La convinzione che la complessità della città si governi attraverso la complessità delle norme è una presunzione tipica di noi tecnici del settore (architetti e urbanisti), e anche della politica. Ma prometto (o è una minaccia?) di tornare sull’argomento in un’altra occasione.

Una prima veloce lettura del testo diffuso da Masseroli, e che ritengo sia quello andato in votazione, mi conferma che nulla si è fatto per semplificare un piano che nella sua prima stesura era composto da migliaia di pagine, tante tavole e una mole apprezzabile di allegati. Mi pare che al contrario, dovendo lavorare e modificare radicalmente uno schema imbastito da altri, si sia reso più complesso e di difficile lettura il corpo delle norme (e non mi riferisco ai testi barrati e multicolori, che attengono alla fase di revisione e che spariranno nella stesura definitiva). Uno dei pochi meriti del precedente PGT risiedeva nella linearità (anche se a volte eccessiva) dell’apparato normativo. Questa nuova versione mi sembra risentire di una scrittura molto burocratica, cavillosa, avvocatesca. Come se la gestione dei fatti urbani (per dirla con Aldo Rossi) e delle loro trasformazioni fosse solo materia legale e non riguardasse la comprensione delle componenti spaziali della città, la consapevolezza delle sue dinamiche morfologiche e la conoscenza della sua storia.

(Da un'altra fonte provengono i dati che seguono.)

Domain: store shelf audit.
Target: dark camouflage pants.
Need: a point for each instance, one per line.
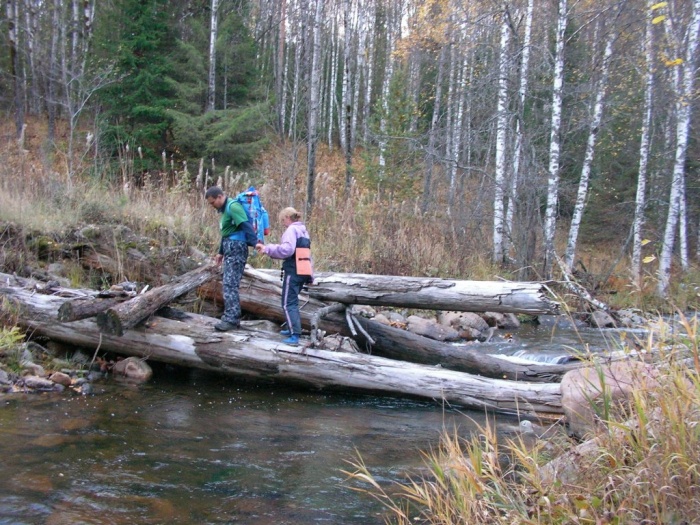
(235, 257)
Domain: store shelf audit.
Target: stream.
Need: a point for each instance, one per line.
(196, 447)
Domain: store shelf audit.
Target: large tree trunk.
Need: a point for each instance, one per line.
(260, 295)
(394, 343)
(116, 320)
(192, 341)
(431, 293)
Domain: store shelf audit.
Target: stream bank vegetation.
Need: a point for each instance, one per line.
(641, 465)
(636, 475)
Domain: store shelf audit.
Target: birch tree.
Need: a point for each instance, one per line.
(593, 129)
(554, 141)
(518, 146)
(313, 109)
(501, 129)
(644, 146)
(12, 11)
(683, 107)
(213, 31)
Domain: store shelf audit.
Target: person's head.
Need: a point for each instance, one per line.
(215, 196)
(290, 214)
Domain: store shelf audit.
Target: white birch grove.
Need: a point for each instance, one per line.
(386, 85)
(502, 116)
(347, 102)
(550, 222)
(582, 195)
(683, 107)
(313, 109)
(511, 196)
(213, 31)
(644, 146)
(12, 12)
(487, 129)
(431, 153)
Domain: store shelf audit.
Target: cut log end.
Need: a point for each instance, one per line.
(110, 323)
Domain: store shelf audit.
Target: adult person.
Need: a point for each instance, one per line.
(293, 279)
(233, 252)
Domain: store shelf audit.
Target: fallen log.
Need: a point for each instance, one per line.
(431, 293)
(119, 318)
(401, 345)
(261, 294)
(84, 308)
(193, 342)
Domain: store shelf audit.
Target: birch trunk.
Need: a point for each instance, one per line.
(431, 153)
(314, 93)
(191, 341)
(683, 117)
(554, 141)
(386, 85)
(593, 129)
(511, 197)
(644, 145)
(213, 30)
(281, 65)
(501, 127)
(12, 11)
(347, 102)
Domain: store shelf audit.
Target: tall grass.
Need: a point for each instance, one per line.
(370, 228)
(644, 469)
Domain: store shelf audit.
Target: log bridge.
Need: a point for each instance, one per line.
(400, 363)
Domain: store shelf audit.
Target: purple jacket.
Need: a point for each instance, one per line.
(288, 243)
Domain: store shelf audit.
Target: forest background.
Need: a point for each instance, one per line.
(523, 139)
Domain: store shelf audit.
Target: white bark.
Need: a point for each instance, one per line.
(213, 30)
(588, 157)
(386, 85)
(431, 153)
(501, 133)
(554, 143)
(314, 92)
(644, 145)
(683, 115)
(517, 149)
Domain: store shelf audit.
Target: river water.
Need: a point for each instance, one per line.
(195, 447)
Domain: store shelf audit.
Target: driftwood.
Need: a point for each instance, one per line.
(193, 342)
(431, 293)
(84, 308)
(402, 345)
(261, 294)
(119, 318)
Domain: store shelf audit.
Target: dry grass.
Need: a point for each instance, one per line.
(369, 229)
(646, 469)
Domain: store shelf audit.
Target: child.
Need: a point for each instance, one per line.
(294, 278)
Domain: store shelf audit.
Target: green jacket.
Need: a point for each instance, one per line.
(232, 216)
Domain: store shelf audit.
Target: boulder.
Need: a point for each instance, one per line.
(133, 368)
(601, 319)
(431, 329)
(585, 392)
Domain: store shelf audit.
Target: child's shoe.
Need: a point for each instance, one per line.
(292, 340)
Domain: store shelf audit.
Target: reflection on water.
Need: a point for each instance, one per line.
(191, 447)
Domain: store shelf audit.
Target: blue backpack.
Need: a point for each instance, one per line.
(256, 212)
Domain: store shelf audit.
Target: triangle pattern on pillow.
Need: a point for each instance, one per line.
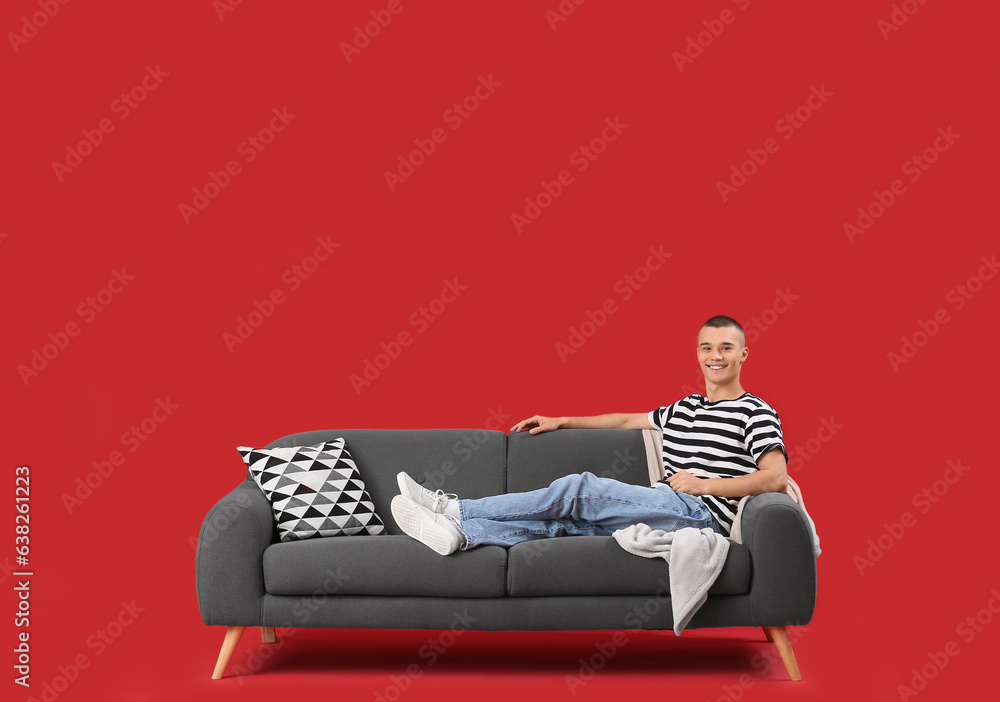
(314, 491)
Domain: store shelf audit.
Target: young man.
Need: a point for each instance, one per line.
(717, 448)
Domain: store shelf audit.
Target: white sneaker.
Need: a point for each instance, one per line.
(434, 501)
(433, 530)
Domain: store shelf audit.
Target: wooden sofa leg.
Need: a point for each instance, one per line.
(779, 635)
(233, 636)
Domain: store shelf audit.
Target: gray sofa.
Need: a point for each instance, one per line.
(246, 578)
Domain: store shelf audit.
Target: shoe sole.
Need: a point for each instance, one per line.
(415, 525)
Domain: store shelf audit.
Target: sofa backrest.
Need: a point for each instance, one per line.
(535, 460)
(468, 462)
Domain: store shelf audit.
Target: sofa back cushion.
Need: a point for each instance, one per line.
(535, 460)
(468, 462)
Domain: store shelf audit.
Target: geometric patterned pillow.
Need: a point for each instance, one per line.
(313, 490)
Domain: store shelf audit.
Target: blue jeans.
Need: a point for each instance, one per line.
(578, 505)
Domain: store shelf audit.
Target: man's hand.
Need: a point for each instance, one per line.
(538, 423)
(682, 481)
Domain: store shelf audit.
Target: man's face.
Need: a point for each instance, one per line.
(721, 352)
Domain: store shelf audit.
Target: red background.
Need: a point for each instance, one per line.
(824, 357)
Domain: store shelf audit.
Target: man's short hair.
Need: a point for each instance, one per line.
(721, 321)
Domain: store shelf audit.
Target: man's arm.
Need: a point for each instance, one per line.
(772, 477)
(617, 420)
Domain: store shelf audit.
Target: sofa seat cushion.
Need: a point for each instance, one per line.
(597, 565)
(386, 565)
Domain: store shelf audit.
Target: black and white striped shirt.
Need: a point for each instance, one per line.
(720, 439)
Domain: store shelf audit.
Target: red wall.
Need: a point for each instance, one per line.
(143, 235)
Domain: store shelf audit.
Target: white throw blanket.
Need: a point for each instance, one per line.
(695, 558)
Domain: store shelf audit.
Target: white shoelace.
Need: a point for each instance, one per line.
(439, 498)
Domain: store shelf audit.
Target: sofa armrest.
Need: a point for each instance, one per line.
(776, 531)
(229, 561)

Veniamo ora alla sostanza. Al giochino delle differenze. La prima cosa che balza agli occhi è che sono stati tagliati gli indici territoriali. Sia quello degli ATU (nel Documento di Piano) che quello unico (nel Piano delle Regole). Il primo è stato dimezzato da 0,65 a 0,35 mq/mq, il secondo scende da 0,5 a 0,35 mq/mq. Quindi in teoria si potrà costruire meno. Inoltre è sparito il concetto di densificazione e il relativo coefficiente. Non esistono più gli ATIPG (Ambiti di Trasformazione di Interesse Pubblico e Generale) e anche gli ATP (Ambiti di Trasformazione Periurbani) sono stati fortemente ridimensionati. Fin qui nulla di clamoroso o inatteso. La scelta di limitare i nuovi volumi realizzabili era stata annunciata fin dagli inizi come uno degli obbiettivi di questa revisione del piano. Una scelta legittima e assolutamente politica. E quindi non desidero entrare nel merito.

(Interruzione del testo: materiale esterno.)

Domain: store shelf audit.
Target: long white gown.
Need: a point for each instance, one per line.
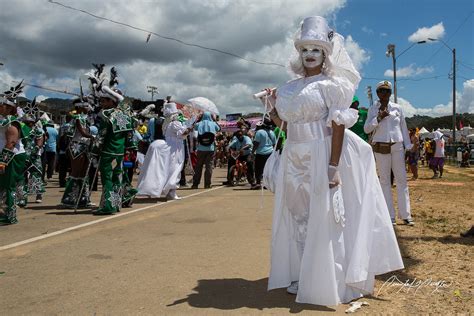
(333, 264)
(164, 160)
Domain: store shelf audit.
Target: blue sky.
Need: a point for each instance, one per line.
(374, 24)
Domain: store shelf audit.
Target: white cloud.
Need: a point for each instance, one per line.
(409, 71)
(67, 42)
(422, 34)
(464, 104)
(367, 30)
(358, 55)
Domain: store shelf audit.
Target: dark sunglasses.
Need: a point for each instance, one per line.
(383, 90)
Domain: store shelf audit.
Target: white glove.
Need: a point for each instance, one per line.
(333, 176)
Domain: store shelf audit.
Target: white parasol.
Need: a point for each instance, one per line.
(203, 104)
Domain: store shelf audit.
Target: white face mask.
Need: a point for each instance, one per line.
(311, 55)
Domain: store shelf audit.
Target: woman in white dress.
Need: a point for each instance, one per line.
(161, 170)
(331, 229)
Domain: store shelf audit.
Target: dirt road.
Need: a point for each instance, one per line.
(209, 254)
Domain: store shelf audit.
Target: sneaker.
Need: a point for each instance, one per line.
(293, 288)
(409, 222)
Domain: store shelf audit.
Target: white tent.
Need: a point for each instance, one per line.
(423, 131)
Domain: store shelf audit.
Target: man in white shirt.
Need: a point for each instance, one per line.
(390, 139)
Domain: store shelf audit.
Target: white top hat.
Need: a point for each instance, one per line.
(170, 109)
(315, 30)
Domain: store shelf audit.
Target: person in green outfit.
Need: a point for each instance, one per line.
(33, 139)
(78, 150)
(113, 130)
(358, 127)
(12, 157)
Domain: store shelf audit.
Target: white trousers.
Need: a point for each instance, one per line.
(394, 161)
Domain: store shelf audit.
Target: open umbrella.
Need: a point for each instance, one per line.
(203, 104)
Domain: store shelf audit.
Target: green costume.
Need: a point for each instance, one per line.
(33, 166)
(131, 148)
(358, 127)
(113, 132)
(78, 149)
(13, 177)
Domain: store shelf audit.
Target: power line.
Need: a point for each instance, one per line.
(407, 79)
(439, 49)
(464, 65)
(163, 36)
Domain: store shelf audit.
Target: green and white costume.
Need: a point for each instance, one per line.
(78, 151)
(33, 183)
(14, 171)
(113, 132)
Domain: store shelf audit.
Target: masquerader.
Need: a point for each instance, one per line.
(78, 152)
(12, 158)
(33, 140)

Ci sono però dei punti nelle nuove norme che mi lasciano perplesso. Per esempio nel DDP si dice all’art. 4 che se per vari motivi anche negli ATP vi saranno diritti edificatori, questi potranno essere trasferiti nel Tessuto Urbano Consolidato (TUC), ma non negli ATU – Ambiti di Trasformazione Urbana – (che non si possono densificare). A mio parere sarebbe stato meglio lasciare questa seconda opzione dato che le aree degli ATU si prestano in generale meglio ad accogliere densità edilizie maggiori rispetto al TUC.

Ma è con l’art. 5 che la faccenda si fa problematica. Spero di aver capito male io, ma temo che si sia peggiorato il meccanismo di garanzia per l’edilizia sociale invece di migliorarlo. Cercate di seguirmi perché è complicato. Ho spesso detto (in articoli e convegni) che nelle Norme Tecniche di Attuazione degli ATU c’era un inghippo che riguardava la quota parte di edilizia sociale, per cui lo 0,35 mq/mq obbligatorio in realtà si riduceva a un misero 0,1 mq/mq, per come era scritta la norma dato che il restante 0,25 mq/mq poteva essere convertito in “funzioni diverse, che siano compensate dalla realizzazione di opere di interesse pubblico, individuate in sede di pianificazione attuativa, da realizzarsi anche all’esterno dell’ambito di trasformazione interessato, purché a esso funzionalmente collegate“.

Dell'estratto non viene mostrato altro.